The 100-Year Journey

When Brittany Keech checked her mailbox one morning, she shuffled through a pile of the usual junk mail. Yet this time amidst the bills and flyers, she spotted something curious: a tattered postcard that seemed to whisper of another era.

The postcard carried a faded green one-cent George Washington stamp, was postmarked October 29, 1920, and arrived in Brittany’s mailbox on September 8, 2020 -- 100 years later.

It was a Halloween postcard, with a black cat with an arched back, pumpkins peering through curling vines, an owl perched on a broomstick, and a witch mid-flight. Across the top, the words read, “Witch would you rather be a goose or a pumpkin-head?”

On the reverse, Keech read looping cursive addressed to “Mrs. Roy McQueen.” The message read as follows: “Dear cousins, we are quite well but mother has awful lame knees. It is awful cold here. Don’t forget to write us. PS: Did Roy get his pants fixed yet?” And it was signed, “Flossie Burgess.” 

Driven by curiosity, Keech posted a photo of the postcard to “Positively Belding,” the local Facebook page celebrating good news in her Michigan community. “I thought, someone out there might know this family,” she said. Within hours, neighbors chimed in, eager to solve the mystery.

Among them was Robby Peters of Grand Rapids, who works at the public library and pursues genealogy as a hobby. “I started helping my own family, and I kind of caught the bug after that,” he said. With census records in hand, he traced a Roy McQueen to Keech's home address.

“I found census records, death records, and marriage records,” Robby recounted, and the trail led to Nora Murdock, Roy’s wife, and her sister’s daughter: Flossie Burgess.

Sheryl Ackerman of Grand Rapids also joined the fun: “I love trying to solve mysteries,” she said, and she successfully located a living grandniece of Roy and Nora McQueen. Ackerman reached out to this distant relative, and soon Keech was arranging a meeting to return the precious heirloom.

A hundred years melted away in that meeting, yet the postcard’s journey remained partly unexplained. Mindy Ponover of the USPS surmised it may have slipped behind a floorboard or lodged in old post-office machinery. “There’s a very good possibility of that,” she said, noting how mail sometimes resurfaces after renovations.
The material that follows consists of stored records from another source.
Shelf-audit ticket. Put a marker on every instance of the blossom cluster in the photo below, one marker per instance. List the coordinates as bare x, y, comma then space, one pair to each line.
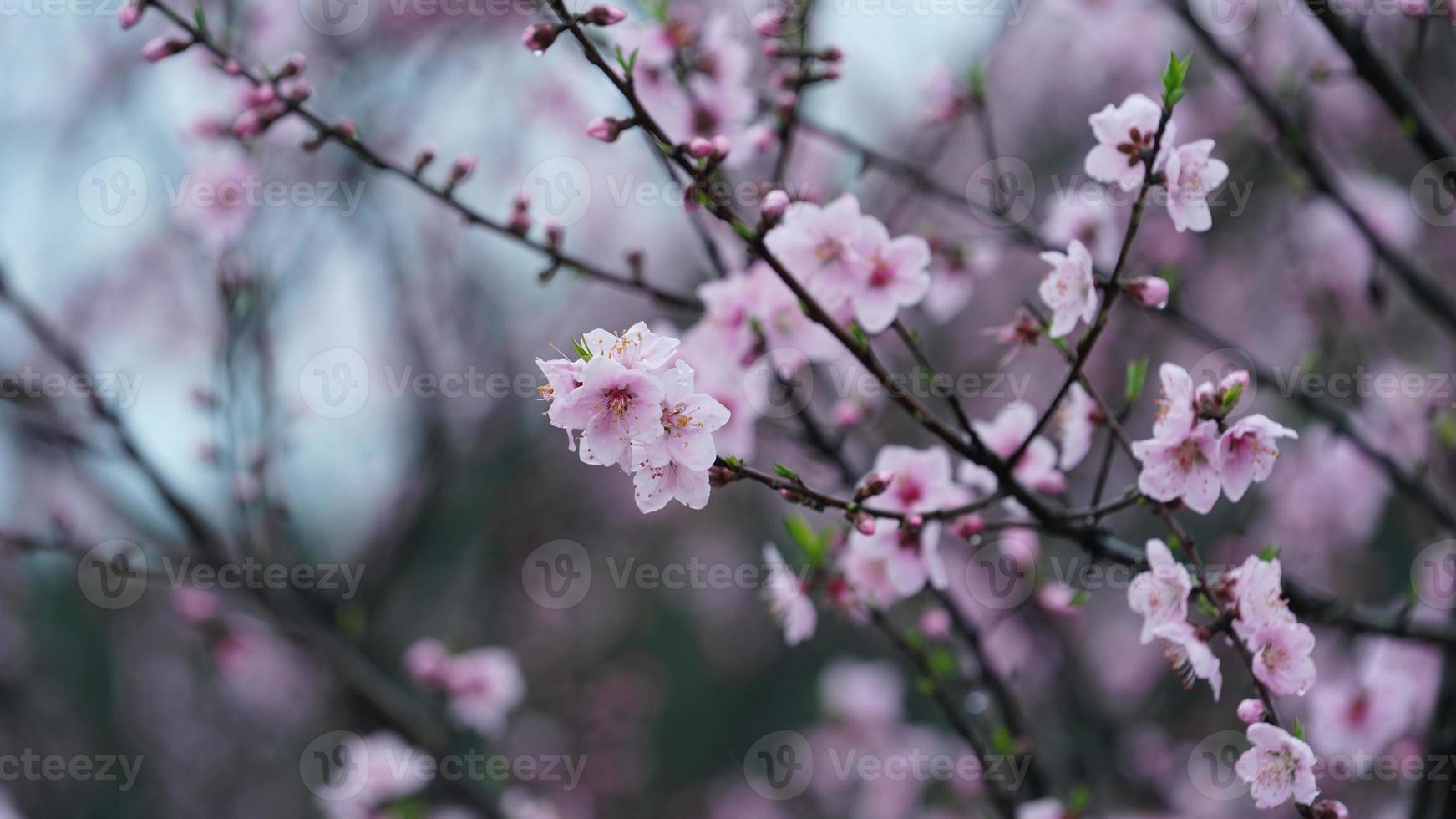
482, 685
850, 264
1279, 766
1126, 137
632, 401
1195, 452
Ponover explained how undeliverable letters go to the Dead Letter Office “where they try to find family members and where the letter should go.” In most cases, she said, “Mail that had been lost in our network and later found” is rare -- making Keech's discovery all the more remarkable.

God delights in delightful surprises, Friends -- weaving His love and care through even the most ordinary moments. Just as a timeworn 100-year-old card showed up in Keech's mailbox, God often drops unexpected blessings into our lives when we least expect them, reminding us that He is always at work, even behind the scenes of everyday routine.

Where is our Creator showing Himself in unexpected ways in your life this week?